What happens when erythrocytes are treated with low ionic strength buffers?
The peripheral proteins, spectrin, actin and ‘band 4.1’ dissociate from the membrane, causing the cells to lose their biconcave shape, and membrane proteins show lateral mobility.
Describe the signal sequence and its position in proteins that are NOT destined to stay in the cytosol.
The signal sequence is 15-30 amino acid residues long and it at the N-terminus of the protein.
Once 70-80 amino acids have been polymerised, the signal sequence emerges into the cytosol. What happens from then up until the ER recognises whether it is going to be an integral protein?
The signal sequence is bound by the 54kDa protein component of the signal recognition particle (SRP).
Binding to the SRP slows or even stops protein synthesis.
The SRP binds to an integral SRP receptor in the ER membrane.
There is also a ribsome receptor where the ribosome binds.
Once the ribosome is bound the SRP is released and can be reused.
Loss of the SRP allows protein synthesis to be resumed.
The signal sequence associates with the ribosome receptor, which acts as a tunnel to allow the polypeptide to traverse the membrane as it is synthesised.
As this happens, the ER recognises whether this is going to be an integral protein or not.
What happens if the ER recognises a protein to be a non-integral protein?
The protein emerges into the ER lumen and the pore closes behind it.
It is folded by ATP-dependent ‘foldases’.

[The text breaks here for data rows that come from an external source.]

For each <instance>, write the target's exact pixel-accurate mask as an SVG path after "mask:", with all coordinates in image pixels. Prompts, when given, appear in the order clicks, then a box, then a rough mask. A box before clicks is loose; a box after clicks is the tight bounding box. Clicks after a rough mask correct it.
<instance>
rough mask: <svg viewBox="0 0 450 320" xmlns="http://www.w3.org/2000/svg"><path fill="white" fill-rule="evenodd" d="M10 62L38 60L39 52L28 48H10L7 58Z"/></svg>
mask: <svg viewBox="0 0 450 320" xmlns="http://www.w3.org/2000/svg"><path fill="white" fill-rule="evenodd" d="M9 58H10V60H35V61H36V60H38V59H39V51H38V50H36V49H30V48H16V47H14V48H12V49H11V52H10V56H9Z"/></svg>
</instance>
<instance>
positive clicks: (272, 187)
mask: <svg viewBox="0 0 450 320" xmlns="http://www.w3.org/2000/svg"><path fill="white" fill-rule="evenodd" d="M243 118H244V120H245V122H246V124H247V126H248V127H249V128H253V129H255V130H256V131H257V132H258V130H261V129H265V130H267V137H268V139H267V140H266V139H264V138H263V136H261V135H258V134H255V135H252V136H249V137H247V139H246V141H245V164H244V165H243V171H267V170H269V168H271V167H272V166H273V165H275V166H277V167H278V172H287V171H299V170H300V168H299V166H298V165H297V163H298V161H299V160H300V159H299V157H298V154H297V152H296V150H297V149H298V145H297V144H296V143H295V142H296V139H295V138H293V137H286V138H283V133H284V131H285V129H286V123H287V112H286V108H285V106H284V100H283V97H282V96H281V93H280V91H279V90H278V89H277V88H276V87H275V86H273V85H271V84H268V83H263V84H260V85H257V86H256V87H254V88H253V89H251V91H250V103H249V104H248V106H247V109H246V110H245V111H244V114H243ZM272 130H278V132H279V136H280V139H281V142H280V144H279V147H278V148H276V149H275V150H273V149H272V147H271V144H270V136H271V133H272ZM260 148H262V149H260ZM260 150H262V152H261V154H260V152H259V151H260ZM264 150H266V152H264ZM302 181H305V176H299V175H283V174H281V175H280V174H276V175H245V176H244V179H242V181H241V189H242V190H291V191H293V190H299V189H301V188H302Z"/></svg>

Where do ATP-dependent ‘foldases’ bind?
They bind at exposed hydrophobic surfaces that are usually buried within the folded protein.
How are integral membrane proteins recognised by the ER, and what happens after this?
Integral membrane proteins have a hydrophobic ‘stop-transfer’ sequence. This halts their transfer through the translocation tunnel of the ribosome receptor, leading to the ‘fixing’ and orientation of these proteins in the bilayer.